Chunkpad
Chunkpad is designed to prepare documents for Retrieval-Augmented Generation (RAG) pipelines and AI applications.
Install / Use
/learn @gidea/ChunkpadREADME
Chunkpad
A desktop application for parsing documents (PDF, DOCX, PPTX), chunking them into RAG-optimized segments, and exporting them in multiple formats. Built with Electron for cross-platform support.
Features
Document Processing
- Multi-format Support: Parse PDF, DOCX, and PPTX files
- Intelligent Parsing: Preserves document structure, headings, and metadata
- Page/Slide Tracking: Maintains page numbers (PDF) and slide numbers (PPTX) in chunk metadata
Chunking Strategies
- Fixed Size: Token-based chunking with configurable size and overlap (default)
- Heading-Aware: Groups content under headings, preserving document hierarchy
- Paragraph-Aware: Recursive splitting (paragraph → sentence → token) maintaining paragraph coherence
- Sliding Window: Overlapping chunks with configurable windows for maximum context preservation
- Per-File Configuration: Each document can use its own chunking strategy and settings
Editing & Management
- Rich Text Editor: TipTap-powered markdown editor with formatting tools
- Metadata Management: Document-level and chunk-level metadata with YAML front matter
- Drag-and-Drop: Reorder chunks with intuitive interface
- Real-time Token Counting: Live token counts for each chunk
Export Options
- Multiple Formats: JSON, Markdown, or Plain Text
- Export Modes: Single combined file or multiple individual files
- Clean Markdown: HTML-to-Markdown conversion with proper formatting
- RAG-Ready: Includes strategy metadata, section paths, and source information
Desktop Features
- Native File Dialogs: System file pickers for opening and saving
- File Associations: Double-click
.docx,.pptx,.pdf, or.chunkpadfiles to open - Project Persistence: Save and load entire workspace state
- Keyboard Shortcuts: Full keyboard support (see Help menu)
Quick Start
Prerequisites
- Node.js v18 or higher
- npm or yarn
Local Development
-
Clone and install
git clone <YOUR_GIT_URL> cd chunkpad npm install -
Run Electron app
npm run electron:dev -
Build for production
npm run electron:distDistributables will be in the
release/directory.
Web Version (Optional)
npm run dev
Navigate to http://localhost:8080 (or the port shown in terminal).
Usage
- Load Documents: Open PDF, DOCX, or PPTX files via File menu or drag-and-drop
- Configure Chunking: Use the toolbar below the document title to select a chunking strategy and adjust settings
- Edit Chunks: Click on chunks to edit content, titles, and metadata
- Export: Use the Export button to save chunks in your preferred format
Chunking Strategies Guide
- Fixed Size: Best for general purpose, unstructured documents
- Heading-Aware: Best for structured documents with clear headings (manuals, reports, technical docs)

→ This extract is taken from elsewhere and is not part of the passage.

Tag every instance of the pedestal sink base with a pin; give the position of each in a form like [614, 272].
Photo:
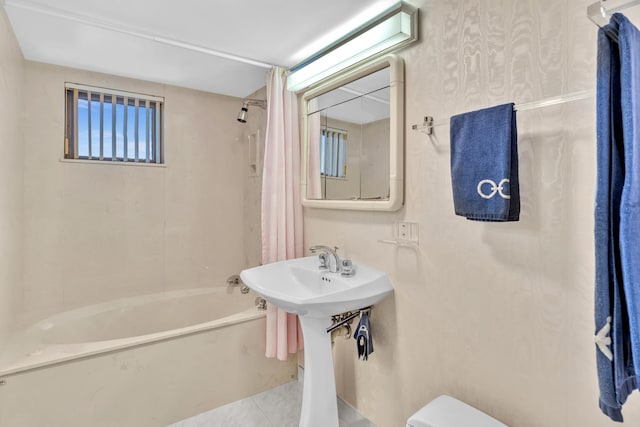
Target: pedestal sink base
[319, 401]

- Paragraph-Aware: Best for narrative content (blog posts, articles, stories)
- Sliding Window: Best for technical documents where context spanning boundaries is critical
See docs/user-chunking-modes.md for detailed strategy documentation.
Technology Stack
- Frontend: React 18 + TypeScript
- Desktop: Electron
- Build: Vite
- UI: shadcn/ui (Radix UI) + Tailwind CSS
- Editor: TipTap (ProseMirror)
- Parsing: pdfjs-dist, mammoth, jszip
- Token Counting: tiktoken
- Markdown: Turndown
Documentation
- Architecture - System architecture and design
- Chunking Architecture - Multi-strategy chunking system
- User Guide - Chunking strategies guide
- Technical Review - Implementation review
Troubleshooting
PDF Parsing Issues
- Ensure PDF contains selectable text (not scanned images)
- Check DevTools console for errors (View > Toggle Developer Tools)
Large Files
- Files over 50MB will show a warning
- Processing may take 30-60 seconds for large documents
- Progress indicators show during processing
Build Issues
# Clear and reinstall
rm -rf node_modules package-lock.json
npm install
# Clear caches
rm -rf .vite dist dist-electron
npm run electron:dev
License
Open source and available for use and modification.